December 9, 2007

By: Sally Duros

Some Chicagoans who took out exotic mortgages in 2005 at the peak of housing prices might want to step out of their mortgages now rather than wait through the five-year freeze on interest rates pushed by the Bush administration.

In announcing the plan Thursday, Bush said 1.2 million people could be eligible for help. But only a fraction will be subject to the rate freeze. Others would get assistance in refinancing with their lenders and moving into loans secured by the Federal Housing Administration, Bush said.

Bush and banking executives have agreed on a plan to freeze interest rates for certain troubled subprime mortgages for five years. The plan is aimed at absorbing the blow to holders of mortgages with adjustable interest rates — rates that soon will be re-set much higher than the original loan.

Those home buyers expected the equity in their homes would have soared during their short ownership, enabling them to cash out or refinance with a fixed-rate mortgage.

Data from the S&P/Case Shiller Index — a measure of prices used by investors in Chicago housing futures — indicates that since 2005, Chicago area home prices had tumbled by 15 percent, said professor James Shilling at DePaul University’s business school.
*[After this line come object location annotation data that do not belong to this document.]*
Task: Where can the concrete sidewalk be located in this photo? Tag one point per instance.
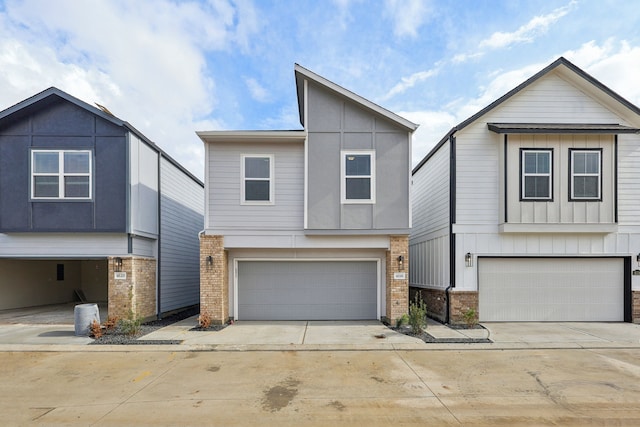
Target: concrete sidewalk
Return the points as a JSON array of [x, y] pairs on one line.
[[318, 335]]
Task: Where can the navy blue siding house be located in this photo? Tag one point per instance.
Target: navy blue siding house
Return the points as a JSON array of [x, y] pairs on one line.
[[90, 208]]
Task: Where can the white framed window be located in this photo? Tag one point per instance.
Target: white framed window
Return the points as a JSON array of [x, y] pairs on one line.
[[586, 174], [536, 174], [358, 170], [257, 179], [61, 174]]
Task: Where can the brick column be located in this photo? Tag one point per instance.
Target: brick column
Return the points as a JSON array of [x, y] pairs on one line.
[[135, 290], [397, 289], [214, 279]]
As of Thursday Dec. 6, however, the current price on contracts going forward was $158, 000, only a 6% decline from the 2005 peak.

“I take that as a positive sign that having the freeze is going to have a positive impact on the housing market,” Shilling said. “Investors are raising their expectations.”
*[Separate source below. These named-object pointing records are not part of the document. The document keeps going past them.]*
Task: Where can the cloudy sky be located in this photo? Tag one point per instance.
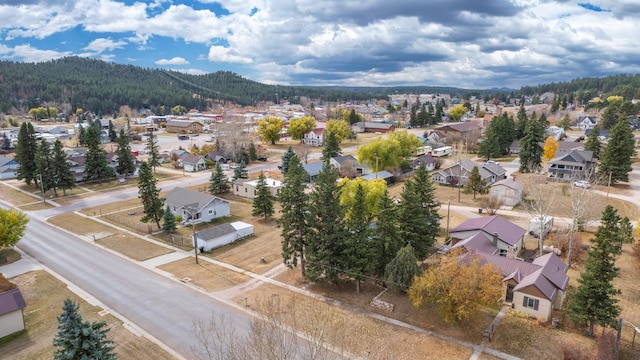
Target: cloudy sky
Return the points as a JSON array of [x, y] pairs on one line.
[[461, 43]]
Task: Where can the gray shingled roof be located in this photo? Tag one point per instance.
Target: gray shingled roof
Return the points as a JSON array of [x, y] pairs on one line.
[[506, 230], [180, 197], [216, 231], [10, 301]]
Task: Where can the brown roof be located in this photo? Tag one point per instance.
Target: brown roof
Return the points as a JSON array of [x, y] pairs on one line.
[[11, 301]]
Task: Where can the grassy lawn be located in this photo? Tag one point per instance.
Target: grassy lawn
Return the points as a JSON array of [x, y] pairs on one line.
[[44, 296], [375, 339], [133, 247], [205, 275]]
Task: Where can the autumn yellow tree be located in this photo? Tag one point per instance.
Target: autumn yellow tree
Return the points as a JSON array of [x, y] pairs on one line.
[[298, 127], [269, 129], [459, 286], [550, 148], [340, 128]]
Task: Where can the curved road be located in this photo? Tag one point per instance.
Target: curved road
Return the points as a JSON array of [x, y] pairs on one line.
[[159, 306]]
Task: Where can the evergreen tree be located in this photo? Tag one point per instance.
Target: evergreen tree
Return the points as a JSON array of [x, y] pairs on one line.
[[294, 211], [401, 271], [253, 154], [126, 165], [419, 221], [149, 193], [63, 177], [153, 150], [96, 164], [169, 221], [592, 143], [218, 182], [43, 165], [530, 149], [617, 154], [286, 157], [594, 301], [475, 183], [356, 256], [240, 172], [331, 147], [325, 240], [262, 203], [80, 340], [112, 132], [385, 240], [6, 142], [26, 153]]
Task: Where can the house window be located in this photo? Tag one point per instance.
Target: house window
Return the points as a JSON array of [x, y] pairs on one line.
[[530, 303]]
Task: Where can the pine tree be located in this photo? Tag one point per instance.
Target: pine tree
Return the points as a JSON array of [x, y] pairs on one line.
[[218, 182], [331, 147], [262, 203], [617, 154], [401, 271], [79, 340], [63, 177], [530, 148], [169, 221], [26, 153], [96, 165], [149, 193], [419, 221], [126, 165], [153, 151], [240, 172], [286, 157], [594, 301], [294, 211], [385, 240], [43, 165], [592, 143], [476, 184], [325, 240], [356, 255]]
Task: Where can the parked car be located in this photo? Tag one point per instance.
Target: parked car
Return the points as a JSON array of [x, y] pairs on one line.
[[582, 183]]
The Bush plan would ask mortgage servicers to voluntarily freeze rates on subprime loans made to borrowers with weak credit.

The freeze could stem a tide of foreclosures nationwide — estimated by knowledgeable sources to exceed 2 million.

Such a one-size-fits-all solution might not be the most effective strategy for many Chicagoans, said Shilling.

He said homeowners who already owe more on their mortgages than their homes are worth might find themselves deeper in debt if they wait and if home prices continue their downward tumble.

“If I got 100 percent financing in 2005, then I have lost probably 15 percent of the worth of the asset,” Shilling said. “Then the issue becomes would you rather be out the 15 percent today or be out 20 percent in two years or be out 30 percent in three years cumulatively as prices continue to drop.

“Obviously going further into debt doesn’t make a lot of sense for some people,” Shilling said.

Homeowners who put up some kind of down payment probably would benefit from the Bush plan.

“We are trying to have a blanket policy to affect everyone,” Shilling said.

“This is a case-by-case basis. For some people out there who only borrowed 80 percent in the subprime market in 2005, chances are they might benefit from having a freeze on the mortgage payments so they can keep their equity.”

He said the dollar figure of that savings could be as much as $8,400 per year over the period of the freeze.

Recent data from RealtyTrac placed the number of properties in foreclosure in the Chicago MSA at 17,424, or one foreclosure for every 190 households at the end of the third quarter of 2007. Foreclosures in Cook County alone totaled 11,032, or one foreclosure for every 194 households.

Shilling said that counselors at non-profits like NHS and NTIC will play a key role.

Geoff Smith, research director at the Woodstock Institute, said that “of all the proposals out there, this is one that we think has the ability to make the biggest impact.”